No education system in the world has excelled without making a significant investment in building a cadre of quality teachers. It’s high time that we recognise the true value of teachers and appreciate them for their work at the grassroots level.
Best practices across SIV centres
The children of today are the future of tomorrow. And to tackle the environmental, social, and economic issues that our societies will face in the future, we need empowered leaders who are dedicated to pursuing creative solutions.
Children are inspired by many personalities starting from their childhood to youth. A teacher is one of them and plays an enormous role in a student’s life. They mentor and nurture student minds while being their role model, even listening to their problems and looking for any signs of trouble in their learning as well as personal lives.
They not only set the classroom’s tone but also add warmth to the learning environment.
SIV teachers have widely used their creativity to enrich their classrooms. Some of the best practices from the last academic year are listed below:
Many of the Skill in Village teachers created energizer activities to improve the concentration, problem-solving and creative thinking abilities of the students. They have conducted speech,drawing competitions and quiz as well.
- Apart from the SIV content curriculum, Nagesh from Hiremankatti conducted motivational classes to encourage students. He shared stories of Swami Vivekananda, Mother Teresa, Janhavi Pawar etc. He also conducted presentation competition on the current topics such as global warming, measures to control pollution, women empowerment, discrimination etc.
- Devamma from Abbigeri arranged guest lecture sessions from local resource persons for students. She has also conducted a session on hygiene practices for girl students.
- Ashok from Konankeri centre included a newspaper reading session during school prayer time to make students aware of the current events and to inculcate reading habit among the students. He also took the students for an excursion to BADA village which is the birthplace of Kanaka Dasa.

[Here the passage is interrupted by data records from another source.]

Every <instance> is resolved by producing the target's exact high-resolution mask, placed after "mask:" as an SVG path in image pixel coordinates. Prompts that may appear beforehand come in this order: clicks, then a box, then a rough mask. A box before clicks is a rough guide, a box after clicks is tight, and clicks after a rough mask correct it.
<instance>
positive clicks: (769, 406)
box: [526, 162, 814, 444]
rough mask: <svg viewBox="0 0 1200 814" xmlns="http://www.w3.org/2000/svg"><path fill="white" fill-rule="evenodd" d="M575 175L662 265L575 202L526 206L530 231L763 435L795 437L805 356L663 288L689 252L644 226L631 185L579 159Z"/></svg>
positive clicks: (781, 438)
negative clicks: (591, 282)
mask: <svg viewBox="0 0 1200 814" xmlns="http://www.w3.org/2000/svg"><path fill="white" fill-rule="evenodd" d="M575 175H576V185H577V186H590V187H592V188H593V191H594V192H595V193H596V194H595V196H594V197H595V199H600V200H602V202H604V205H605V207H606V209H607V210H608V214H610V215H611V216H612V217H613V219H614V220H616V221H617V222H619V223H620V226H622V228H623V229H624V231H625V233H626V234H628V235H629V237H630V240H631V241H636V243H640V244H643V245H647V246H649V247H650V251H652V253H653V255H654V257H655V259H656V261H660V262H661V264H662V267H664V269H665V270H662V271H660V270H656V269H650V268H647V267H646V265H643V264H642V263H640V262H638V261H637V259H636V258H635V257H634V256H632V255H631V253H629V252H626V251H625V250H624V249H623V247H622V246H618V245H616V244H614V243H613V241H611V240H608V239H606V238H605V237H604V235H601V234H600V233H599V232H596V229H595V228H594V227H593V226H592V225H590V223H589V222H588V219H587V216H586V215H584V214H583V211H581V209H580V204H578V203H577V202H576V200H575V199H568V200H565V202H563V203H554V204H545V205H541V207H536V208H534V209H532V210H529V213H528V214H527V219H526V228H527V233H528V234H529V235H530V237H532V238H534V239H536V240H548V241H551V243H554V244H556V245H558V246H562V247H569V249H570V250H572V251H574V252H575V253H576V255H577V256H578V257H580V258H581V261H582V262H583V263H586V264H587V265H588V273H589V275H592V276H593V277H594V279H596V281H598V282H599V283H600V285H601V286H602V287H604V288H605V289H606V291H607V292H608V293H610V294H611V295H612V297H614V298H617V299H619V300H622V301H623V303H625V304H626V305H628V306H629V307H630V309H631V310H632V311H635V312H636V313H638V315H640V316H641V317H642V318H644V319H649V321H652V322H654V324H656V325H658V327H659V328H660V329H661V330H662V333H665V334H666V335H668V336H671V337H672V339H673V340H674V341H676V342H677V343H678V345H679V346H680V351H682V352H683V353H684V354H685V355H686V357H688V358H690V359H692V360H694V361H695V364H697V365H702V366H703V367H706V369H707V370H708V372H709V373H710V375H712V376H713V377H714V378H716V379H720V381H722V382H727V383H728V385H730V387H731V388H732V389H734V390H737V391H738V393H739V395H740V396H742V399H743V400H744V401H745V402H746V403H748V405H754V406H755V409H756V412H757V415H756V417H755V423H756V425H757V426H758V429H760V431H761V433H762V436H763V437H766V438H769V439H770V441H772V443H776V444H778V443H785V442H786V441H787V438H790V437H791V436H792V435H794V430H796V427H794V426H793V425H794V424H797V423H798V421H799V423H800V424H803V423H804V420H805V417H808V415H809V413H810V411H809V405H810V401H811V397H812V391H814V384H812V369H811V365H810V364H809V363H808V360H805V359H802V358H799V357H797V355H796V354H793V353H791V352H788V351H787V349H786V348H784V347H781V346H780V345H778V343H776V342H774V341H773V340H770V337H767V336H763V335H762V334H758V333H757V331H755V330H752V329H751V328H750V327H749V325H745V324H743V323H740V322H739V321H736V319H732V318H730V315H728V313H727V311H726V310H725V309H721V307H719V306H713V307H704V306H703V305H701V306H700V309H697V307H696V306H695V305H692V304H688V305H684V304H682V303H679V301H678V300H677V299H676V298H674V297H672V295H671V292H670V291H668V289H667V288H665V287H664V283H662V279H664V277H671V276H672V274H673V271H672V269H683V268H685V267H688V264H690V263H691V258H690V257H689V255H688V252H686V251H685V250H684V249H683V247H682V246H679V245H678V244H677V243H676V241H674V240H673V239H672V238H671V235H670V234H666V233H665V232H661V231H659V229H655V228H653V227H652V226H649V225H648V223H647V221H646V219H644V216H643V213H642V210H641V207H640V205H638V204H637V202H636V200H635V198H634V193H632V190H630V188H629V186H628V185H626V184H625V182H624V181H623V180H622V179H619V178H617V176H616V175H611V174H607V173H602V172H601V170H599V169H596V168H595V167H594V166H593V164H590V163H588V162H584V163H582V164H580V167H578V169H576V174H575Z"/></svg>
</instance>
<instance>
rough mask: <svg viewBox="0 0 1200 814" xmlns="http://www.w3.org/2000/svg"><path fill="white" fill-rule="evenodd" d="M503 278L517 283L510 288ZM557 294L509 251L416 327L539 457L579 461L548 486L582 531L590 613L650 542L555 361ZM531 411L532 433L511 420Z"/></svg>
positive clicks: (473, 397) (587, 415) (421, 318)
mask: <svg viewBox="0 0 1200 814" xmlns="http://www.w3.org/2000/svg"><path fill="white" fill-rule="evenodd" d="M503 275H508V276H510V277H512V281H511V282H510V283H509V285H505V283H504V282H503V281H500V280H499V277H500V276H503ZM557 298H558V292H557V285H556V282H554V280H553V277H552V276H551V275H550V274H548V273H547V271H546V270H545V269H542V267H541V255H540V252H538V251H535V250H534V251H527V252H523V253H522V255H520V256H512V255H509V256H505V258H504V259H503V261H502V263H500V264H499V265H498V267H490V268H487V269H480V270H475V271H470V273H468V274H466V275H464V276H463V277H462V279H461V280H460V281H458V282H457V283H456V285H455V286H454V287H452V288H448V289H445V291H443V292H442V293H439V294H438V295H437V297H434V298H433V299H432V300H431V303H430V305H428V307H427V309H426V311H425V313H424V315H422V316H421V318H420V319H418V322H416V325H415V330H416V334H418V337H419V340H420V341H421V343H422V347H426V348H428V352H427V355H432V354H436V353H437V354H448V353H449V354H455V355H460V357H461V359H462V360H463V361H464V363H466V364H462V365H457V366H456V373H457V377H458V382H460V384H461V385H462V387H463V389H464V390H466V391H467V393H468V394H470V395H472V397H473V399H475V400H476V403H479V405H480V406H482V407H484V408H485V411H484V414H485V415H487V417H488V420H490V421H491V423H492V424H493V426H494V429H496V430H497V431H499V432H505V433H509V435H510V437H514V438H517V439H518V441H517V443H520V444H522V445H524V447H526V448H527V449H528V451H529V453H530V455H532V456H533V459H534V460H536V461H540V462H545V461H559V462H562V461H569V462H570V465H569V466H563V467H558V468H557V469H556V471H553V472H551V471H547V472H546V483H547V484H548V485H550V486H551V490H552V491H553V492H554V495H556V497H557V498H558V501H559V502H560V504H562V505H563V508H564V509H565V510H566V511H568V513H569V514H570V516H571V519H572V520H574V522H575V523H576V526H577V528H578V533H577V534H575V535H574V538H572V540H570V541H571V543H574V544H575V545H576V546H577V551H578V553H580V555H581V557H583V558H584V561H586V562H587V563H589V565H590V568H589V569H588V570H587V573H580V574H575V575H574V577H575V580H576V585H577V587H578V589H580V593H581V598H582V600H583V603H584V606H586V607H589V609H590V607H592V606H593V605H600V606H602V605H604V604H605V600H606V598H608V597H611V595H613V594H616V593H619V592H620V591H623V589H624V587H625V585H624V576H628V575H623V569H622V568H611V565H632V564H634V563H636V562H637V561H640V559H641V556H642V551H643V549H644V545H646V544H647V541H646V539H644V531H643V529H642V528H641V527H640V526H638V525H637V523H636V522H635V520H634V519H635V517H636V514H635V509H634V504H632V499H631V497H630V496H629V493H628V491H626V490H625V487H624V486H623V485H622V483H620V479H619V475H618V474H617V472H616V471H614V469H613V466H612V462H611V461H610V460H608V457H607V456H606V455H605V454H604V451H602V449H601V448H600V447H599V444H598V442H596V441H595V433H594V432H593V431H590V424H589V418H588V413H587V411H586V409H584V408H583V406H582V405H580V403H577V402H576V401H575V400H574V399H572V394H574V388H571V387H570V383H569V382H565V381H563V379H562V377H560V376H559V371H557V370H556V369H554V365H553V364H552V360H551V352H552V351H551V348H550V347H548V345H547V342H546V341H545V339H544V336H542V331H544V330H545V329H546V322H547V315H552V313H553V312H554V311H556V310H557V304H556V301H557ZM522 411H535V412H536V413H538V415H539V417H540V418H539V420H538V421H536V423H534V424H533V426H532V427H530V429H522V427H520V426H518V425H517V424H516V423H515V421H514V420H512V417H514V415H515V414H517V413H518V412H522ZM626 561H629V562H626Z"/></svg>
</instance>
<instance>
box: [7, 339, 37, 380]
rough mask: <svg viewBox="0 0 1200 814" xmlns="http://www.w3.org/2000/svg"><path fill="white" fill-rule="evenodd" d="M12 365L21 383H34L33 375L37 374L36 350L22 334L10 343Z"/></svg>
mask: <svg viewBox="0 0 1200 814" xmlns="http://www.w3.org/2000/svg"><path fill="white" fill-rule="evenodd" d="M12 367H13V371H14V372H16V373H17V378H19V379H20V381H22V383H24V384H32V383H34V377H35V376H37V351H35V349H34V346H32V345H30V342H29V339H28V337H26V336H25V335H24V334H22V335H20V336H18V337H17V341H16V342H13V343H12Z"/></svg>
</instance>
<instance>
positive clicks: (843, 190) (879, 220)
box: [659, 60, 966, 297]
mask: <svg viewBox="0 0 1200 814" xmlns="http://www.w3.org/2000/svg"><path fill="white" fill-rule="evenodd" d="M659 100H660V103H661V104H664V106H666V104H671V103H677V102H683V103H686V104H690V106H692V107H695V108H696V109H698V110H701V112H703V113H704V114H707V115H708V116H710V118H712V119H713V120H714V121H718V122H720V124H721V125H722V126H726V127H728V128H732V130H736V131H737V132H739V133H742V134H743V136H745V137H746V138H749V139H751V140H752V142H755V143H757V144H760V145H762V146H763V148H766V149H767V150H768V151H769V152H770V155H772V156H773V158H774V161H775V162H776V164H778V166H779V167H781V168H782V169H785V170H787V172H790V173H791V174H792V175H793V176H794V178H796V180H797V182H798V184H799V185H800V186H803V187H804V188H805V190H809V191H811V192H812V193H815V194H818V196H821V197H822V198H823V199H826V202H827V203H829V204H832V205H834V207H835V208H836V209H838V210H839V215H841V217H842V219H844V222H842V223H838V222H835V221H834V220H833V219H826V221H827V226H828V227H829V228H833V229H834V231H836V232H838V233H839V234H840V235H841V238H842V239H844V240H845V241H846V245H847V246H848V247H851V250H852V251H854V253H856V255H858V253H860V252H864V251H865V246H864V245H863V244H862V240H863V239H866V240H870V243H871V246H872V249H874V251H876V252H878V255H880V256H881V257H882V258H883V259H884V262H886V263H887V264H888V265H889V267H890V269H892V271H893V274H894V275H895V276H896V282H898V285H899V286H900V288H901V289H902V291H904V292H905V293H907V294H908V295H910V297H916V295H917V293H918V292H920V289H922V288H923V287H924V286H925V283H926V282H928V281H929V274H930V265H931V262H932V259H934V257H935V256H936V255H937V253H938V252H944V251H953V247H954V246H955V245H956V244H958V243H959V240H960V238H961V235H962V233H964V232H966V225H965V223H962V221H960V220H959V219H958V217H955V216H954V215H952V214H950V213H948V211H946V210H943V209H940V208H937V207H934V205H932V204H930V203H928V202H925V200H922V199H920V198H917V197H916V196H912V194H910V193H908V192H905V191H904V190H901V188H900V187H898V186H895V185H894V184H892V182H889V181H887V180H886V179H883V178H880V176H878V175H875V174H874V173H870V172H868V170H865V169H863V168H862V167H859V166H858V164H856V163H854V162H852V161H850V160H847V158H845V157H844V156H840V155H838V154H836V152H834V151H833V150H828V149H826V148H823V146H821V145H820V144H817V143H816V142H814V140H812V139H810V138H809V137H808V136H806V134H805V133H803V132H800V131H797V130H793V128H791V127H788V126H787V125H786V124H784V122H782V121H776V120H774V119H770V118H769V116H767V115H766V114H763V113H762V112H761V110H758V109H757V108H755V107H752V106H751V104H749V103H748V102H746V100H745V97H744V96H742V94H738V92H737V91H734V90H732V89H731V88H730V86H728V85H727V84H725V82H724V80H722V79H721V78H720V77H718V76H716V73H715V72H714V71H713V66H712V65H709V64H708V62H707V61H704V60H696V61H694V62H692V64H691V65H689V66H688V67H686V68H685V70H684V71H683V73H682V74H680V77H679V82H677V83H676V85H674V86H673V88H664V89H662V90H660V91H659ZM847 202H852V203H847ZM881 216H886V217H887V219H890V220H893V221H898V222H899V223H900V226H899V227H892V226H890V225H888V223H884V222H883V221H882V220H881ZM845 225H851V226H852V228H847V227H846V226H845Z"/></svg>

- P.Annapoorna from Velmal numbered repetitive instruction in her classroom. If she says the number 1, that means sit properly. The number 2 implies ‘don’t make noise’. Number 3 is for ‘don’t speak with others’. Number 4 means ‘listen properly’. She also has an A to Z chart of names of freedom fighters.
- Santhosh Jangam from Chandoor found a new way to engage parents in the program. He has conducted weekly presentations and monthly exhibitions by the students and invited parents for these events.
Achievement motivation energizes and directs behaviour toward achievement and therefore is known to be an important determinant of academic success. SIV teachers understand the importance of keeping the students motivated throughout the learning process and they try to make the learning joyful for the students with all these practices in their respective centres. As a program and a team, we are committed to incorporating such best practices.